Apr 13, 2011 at 8:30 am
click to enlarge The P-D editorial page once accused RFT of giving credence to "thinly concealed racist sentiments" -- for a view now echoed on its own front page.
The P-D editorial page once accused RFT of giving credence to "thinly concealed racist sentiments" -- for a view now echoed on its own front page.
Don't look now, but the Post-Dispatch has done the unthinkable! They've linked crime and hooliganism in the Delmar Loop to MetroLink!

It's right there on Page 1 of today's paper. In writing about how officials plan to crack down on mobs of teens menacing shoppers and diners in the Delmar Loop, the daily paper reports that MetroLink lies near the heart of the issue.

It was in the vicinity of the MetroLink station on Delmar this past Saturday night that a St. Louis police officer was injured while trying to break up a fight involving 50 to 100 teenagers. Shop owners in the Loop, meanwhile, tell the Post-Dispatch they're not the least surprised.

"The kids causing these problems are not from University City. They're coming down here on the MetroLink," Carol Crudden, owner of the clothing boutique Ziezo, tells the newspaper. "I don't know what the solution would be, but I think it has to be acknowledged that MetroLink is shipping these kids to the Loop."

The paper then goes on to interview a young female commuter who says MetroLink and the Delmar station are frightening at night. Now it's even being suggested that the MetroLink station at Delmar close early on Friday and Saturday nights.

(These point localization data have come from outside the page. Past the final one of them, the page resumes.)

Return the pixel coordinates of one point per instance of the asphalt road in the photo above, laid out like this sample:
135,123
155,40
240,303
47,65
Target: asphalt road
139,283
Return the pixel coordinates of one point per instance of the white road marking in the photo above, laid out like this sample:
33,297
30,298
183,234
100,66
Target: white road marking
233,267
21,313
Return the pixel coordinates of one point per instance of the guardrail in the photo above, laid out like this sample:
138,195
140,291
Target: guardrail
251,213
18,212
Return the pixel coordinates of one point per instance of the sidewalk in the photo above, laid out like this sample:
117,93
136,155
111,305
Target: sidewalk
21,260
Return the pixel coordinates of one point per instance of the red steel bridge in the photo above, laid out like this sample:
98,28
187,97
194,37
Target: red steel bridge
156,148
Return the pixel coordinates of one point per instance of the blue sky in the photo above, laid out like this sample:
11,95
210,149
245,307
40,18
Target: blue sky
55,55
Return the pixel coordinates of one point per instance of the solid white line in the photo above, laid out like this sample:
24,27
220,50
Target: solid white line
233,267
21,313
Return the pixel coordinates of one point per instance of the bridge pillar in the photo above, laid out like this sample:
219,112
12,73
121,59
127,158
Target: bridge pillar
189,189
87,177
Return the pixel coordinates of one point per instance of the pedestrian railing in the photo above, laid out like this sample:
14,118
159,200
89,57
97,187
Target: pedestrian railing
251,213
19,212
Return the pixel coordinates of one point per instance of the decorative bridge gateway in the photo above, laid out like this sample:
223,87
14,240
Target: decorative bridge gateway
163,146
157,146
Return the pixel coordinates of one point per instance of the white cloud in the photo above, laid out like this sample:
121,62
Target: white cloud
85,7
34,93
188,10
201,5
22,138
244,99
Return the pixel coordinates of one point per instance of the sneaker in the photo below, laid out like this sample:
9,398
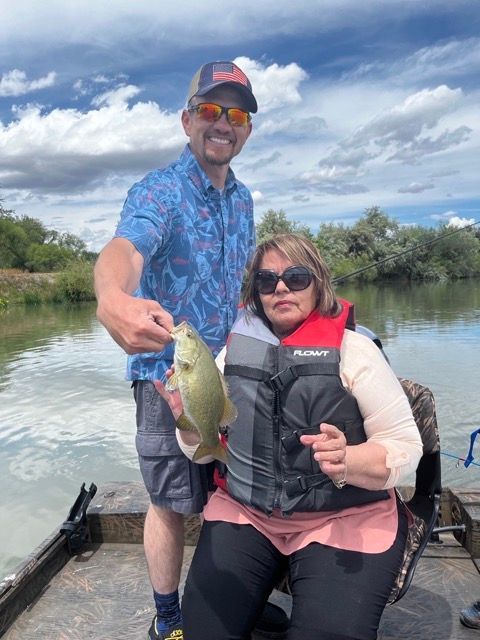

"I would think taking away (teens) means of getting here would go a long way to solving the problem," a diner in the Loop tells the Post-Dispatch.

The horrors!

When I wrote a similar story nearly three years ago about how MetroLink was being blamed for teen violence at the Loop and the Galleria shopping mall, it elicited a stern response from the high-and-mighty editorial page of the Post-Dispatch.

They referred to my reporting as an "irresponsible exposé in a local alternative newspaper." In making its case, the editorial didn't actually interview anyone involved in the issue or look at local crime data -- as I did for my story. Instead, the author of the editorial cited an obscure national study dismissing the notion that public transportation can ever be a conduit for crime. Concluded the editorial: "On the flimsiest of evidence, the [RFT] report suggested that thugs and shoplifters are riding MetroLink to the Delmar Loop and the Galleria, giving credence to thinly concealed racist sentiments."

My, oh my. How times change. I guess Post-Dispatch reporter Paul Hampel has the same racist agenda as I when he dared to actually report the story yesterday and hear how business owners and others say that MetroLink "shares some responsibility" for the problems in the Loop.